“A morte é a mudança radical por excelência, pois não tem volta”. Nessa sentença bombástica do ex-ministro da Fazenda e do Meio Ambiente Rubens Ricupero lembrei-me do episódio sinistro e “cômico” do filósofo alemão Walter Benjamin (1892-1940), na fronteira com a Espanha, cansado de se desesperar. Existem pessoas como Benjamin, Stephan Zweig e Joseph Roth, que não hesitaram em abraçar a morte e aderiram à mudança total.
Sempre fui adepto de mudanças em minha vida pessoal e profissional. Prefiro confrontar com os problemas, as dores, injustiças do mundo a viver “no marasmo da normalidade, na doce ilusão do aparente, no monótono da superficialidade”.
O fato é que existem muitas pessoas do nosso convívio que têm verdadeiro horror - como o da morte - por mudanças. Anseiam controlá-la, de fazê-la rara, superficial, lenta e segura. Ora vivemos dominados, penetrados pela mudança, e obcecados em entendê-la, em interpretá-la.
No contundente artigo escrito pela professora e pesquisadora Janira Fainer Bastos - Nada do que foi será - publicado no JC, dia 11 de julho p.p, ela revela o papel fundamental do intelectual: “os filósofos, sociólogos e historiadores examinaram as transformações em curso, baseados em estudos sobre ascensão/queda das civilizações, comparando a antiga noção de ritmo universal que resulta em padrões culturais flutuantes e no ideal de transições harmoniosas retratado em textos orientais e ocidentais (...)”.

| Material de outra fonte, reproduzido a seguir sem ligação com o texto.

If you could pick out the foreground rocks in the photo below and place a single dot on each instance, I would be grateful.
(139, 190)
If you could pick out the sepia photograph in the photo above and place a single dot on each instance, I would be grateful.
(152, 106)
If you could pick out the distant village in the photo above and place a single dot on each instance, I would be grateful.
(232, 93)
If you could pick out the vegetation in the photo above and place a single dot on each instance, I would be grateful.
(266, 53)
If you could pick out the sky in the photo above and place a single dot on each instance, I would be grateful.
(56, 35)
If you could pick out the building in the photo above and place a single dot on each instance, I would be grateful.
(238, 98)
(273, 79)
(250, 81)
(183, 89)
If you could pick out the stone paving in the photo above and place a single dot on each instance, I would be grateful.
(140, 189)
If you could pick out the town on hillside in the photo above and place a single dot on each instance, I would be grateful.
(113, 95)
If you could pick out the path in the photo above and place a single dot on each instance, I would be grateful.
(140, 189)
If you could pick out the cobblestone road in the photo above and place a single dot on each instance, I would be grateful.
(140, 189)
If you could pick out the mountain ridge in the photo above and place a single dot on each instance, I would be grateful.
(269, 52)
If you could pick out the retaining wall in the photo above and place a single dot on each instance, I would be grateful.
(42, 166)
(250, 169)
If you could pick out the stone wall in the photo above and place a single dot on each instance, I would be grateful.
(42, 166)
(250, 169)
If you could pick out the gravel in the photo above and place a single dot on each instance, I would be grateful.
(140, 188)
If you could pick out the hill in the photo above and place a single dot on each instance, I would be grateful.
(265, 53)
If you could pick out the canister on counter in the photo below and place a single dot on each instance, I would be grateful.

Identificar retrocessos, estagnações e as deformações sócio-políticas na sociedade brasileira e advogar por mudanças é o papel de qualquer cientista social. Generalizar ou apontar que “sempre foi assim e sempre será”, que é “próprio de nosso sangue, da tradição cultural, familiar e política” acarreta num conformismo e determinismo imbecil e ultrapassado.
Veja o caso da política brasileira. No “passado não tão distante”, a oposição à mudança vinha dos conservadores que, como o nome indica, desejavam conservar uma ordem da qual eram os beneficiários. A iniciativa da mudança procedia do partido do movimento, da reforma, de todos insatisfeitos com “status quo”, republicanos, liberais, socialistas, desejosos de alterar a monarquia, o absolutismo, o capitalismo.
Hoje, as coisas não são tão claras. Partidos ditos de esquerda são mais resistentes as mudanças - quando na situação - e aos conservadores - oposição - que têm cabido agora propor mudanças. Constrangedor, cruel e inevitável paradoxo da pós-modernidade.
Na verdade, como diz Ricupero: “a inversão de posições põe à luz uma verdade escondida. Mais do que as mudanças em si, o importante é o seu sentido. As anteriores se impuseram porque beneficiavam as maiorias de forma tangível e palpável. Abolir os privilégios dos nobres e dar oportunidade a todos, ou ampliar os direitos humanos, reduzir a semana e a jornada de trabalho, aumentar salários, garantir aposentadoria ou assistência médica, eram conquistas desejáveis, indiscutíveis. Tratava-se claramente de melhorar de imediato a vida da maioria das pessoas. As mudanças atuais pertencem mais à prateleira dos remédios amargos. Como a dieta ou a quimioterapia, podem ser necessárias, fazem bem à saúde, mas seus primeiros efeitos são penosos. Resta ver se de fato salvarão o paciente ou apenas lhe aumentarão os sofrimentos inutilmente”.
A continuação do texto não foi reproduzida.